Breeders spend large sums of money on stud fees and spend almost a year waiting for their cria to arrive only to lose them because they have failed to get sufficient antibodies from their mothers, time after time we see people on social media asking for Plasma for a vulnerable cria The irony of Patience is that I had no Plasma in my freezer, my vets Plasma Drive having had to be cancelled because of low numbers and having last year given away my last 2 bags to owners whose animals needed it, it was only the kindness of a friend who had given up breeding and given me her supply that saved Patiences life , that kindness has also saved the life of a friends cria. We cannot purchase Plasma as it is a blood product so can’t be sold so we need to collect from our own herd and we can’t depend on others to give it to us and risk losing one of their animals because they have run out For me Plasma should be collected in the same way we harvest hay, we would never go in to winter without having arranged food for our animals, why do we go into the breeding season without Plasma ??

Heres hoping for a successful breeding season for us all and lots of cute cria pics for Duncans photo competition

Crikey when I wrote my last blog it seemed to be ages before Spring, when it was time for my next contribution, but time has flown by and here we are.  Lighter evenings, sunny days, and the promise of new life everywhere.

Those of you who attended the AGM at my house will know, from the veterinary talk, that I have a habit of having weird and wonderful issues with my animals. So, I thought I’d share with you the story of Ganache.  Now, Ganache is a relatively young female who has always been robust and healthy. One day I noticed her doing a very good impression of Wurzel Gummidge, hay stuck in her mouth, that she appeared to be struggling to chew.

Over the next few days this continued in much the same vein, hay getting stuck and me pulling it out, to the extent that she would stand and wait for me to do it!   She was still eating hard food but then she started to get grass stuck in her teeth, so I called the vet.  She had her back teeth rasped as they were a bit sharp, and her gums looked sore.  After a day or two normality resumed.

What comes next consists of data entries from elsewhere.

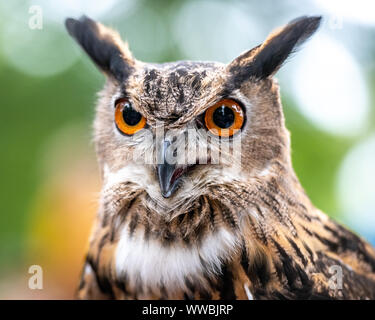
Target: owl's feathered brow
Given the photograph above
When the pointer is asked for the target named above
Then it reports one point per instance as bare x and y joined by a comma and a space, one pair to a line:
227, 232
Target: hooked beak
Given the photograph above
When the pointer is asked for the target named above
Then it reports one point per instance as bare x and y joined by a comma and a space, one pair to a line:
169, 174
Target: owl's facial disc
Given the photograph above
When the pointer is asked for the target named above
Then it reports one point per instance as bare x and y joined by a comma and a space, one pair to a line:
169, 174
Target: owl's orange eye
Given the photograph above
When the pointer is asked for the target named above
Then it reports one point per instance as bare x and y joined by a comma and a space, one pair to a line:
224, 118
128, 120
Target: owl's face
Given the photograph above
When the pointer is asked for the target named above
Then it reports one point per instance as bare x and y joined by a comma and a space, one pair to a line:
175, 130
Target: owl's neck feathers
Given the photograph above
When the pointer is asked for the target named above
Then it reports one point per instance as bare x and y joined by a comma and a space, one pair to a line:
196, 244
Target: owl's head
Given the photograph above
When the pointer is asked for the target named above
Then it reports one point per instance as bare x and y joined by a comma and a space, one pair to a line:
174, 130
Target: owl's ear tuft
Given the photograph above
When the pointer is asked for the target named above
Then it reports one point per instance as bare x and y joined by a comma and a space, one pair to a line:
264, 60
103, 45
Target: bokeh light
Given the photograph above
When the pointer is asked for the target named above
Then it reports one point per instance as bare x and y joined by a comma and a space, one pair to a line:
356, 188
329, 87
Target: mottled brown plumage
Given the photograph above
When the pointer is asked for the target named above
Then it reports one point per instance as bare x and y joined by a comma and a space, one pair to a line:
231, 230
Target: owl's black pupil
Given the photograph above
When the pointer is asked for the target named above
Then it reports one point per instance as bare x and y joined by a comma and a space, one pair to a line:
131, 117
223, 117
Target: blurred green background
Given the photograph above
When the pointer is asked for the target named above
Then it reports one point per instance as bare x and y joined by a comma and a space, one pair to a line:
49, 180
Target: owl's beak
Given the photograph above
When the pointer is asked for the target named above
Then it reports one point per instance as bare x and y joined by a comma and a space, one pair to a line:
168, 174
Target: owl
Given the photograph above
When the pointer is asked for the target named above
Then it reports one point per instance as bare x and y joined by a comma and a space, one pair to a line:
199, 197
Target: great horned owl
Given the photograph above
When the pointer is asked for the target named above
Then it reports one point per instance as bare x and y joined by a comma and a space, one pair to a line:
238, 228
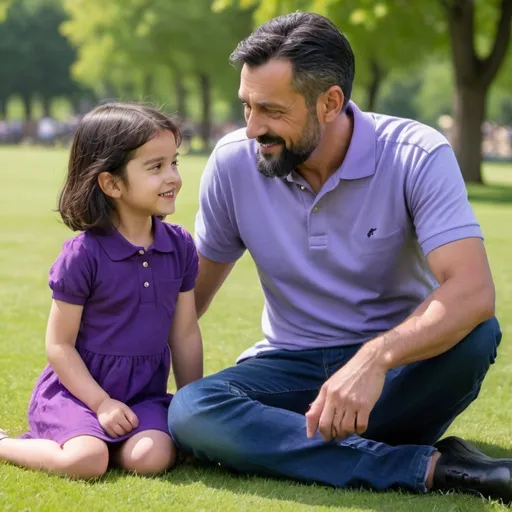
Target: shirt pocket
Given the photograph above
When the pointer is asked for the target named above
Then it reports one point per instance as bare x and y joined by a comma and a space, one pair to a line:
167, 292
368, 245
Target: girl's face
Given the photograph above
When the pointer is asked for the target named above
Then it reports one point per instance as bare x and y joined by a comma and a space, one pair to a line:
152, 178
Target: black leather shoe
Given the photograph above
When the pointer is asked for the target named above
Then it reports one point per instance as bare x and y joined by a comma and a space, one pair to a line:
462, 467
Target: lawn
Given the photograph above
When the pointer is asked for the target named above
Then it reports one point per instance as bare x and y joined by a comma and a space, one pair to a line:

Then it started again so vet was called, and teeth checked with a tiny sharp bit being removed.

The third time it happened the vet could find no sharpness to her teeth and it was decided to x-ray her before referring her to Liverpool as she was now losing weight and struggling to feed her cria who was also losing weight.

On every occasion the vet visited she had a full clinical exam. It was arranged for 2 vets to come to x-ray so that she could be safely sedated and monitored throughout the process, however during the clinical exam the vet noticed her third eyelid was very pale, in fact it was white, 3 days previously it had been pink, so the vet immediately took blood, and I ran a faecal.  Imagine our horror when she had a pcv of 8 and a Strongyle count of over 3000 epg.  She was dangerously anaemic.

This animal had never been ill, stopped eating or been at all slow, she was to all intents and purposes normal except for the (non) chewing hay issue.   She was immediately wormed and given weekly doses of iron and within days was chewing her hay properly and has never looked back.

Incidentally, her previous egg count 6 weeks earlier had been clear.   I thank my lucky stars that we decided to x-ray that day otherwise the chances are she would have died.

The vet thinks the inability to chew was purely weakness from the parasite burden.

Nothing is ever as it seems in my world.”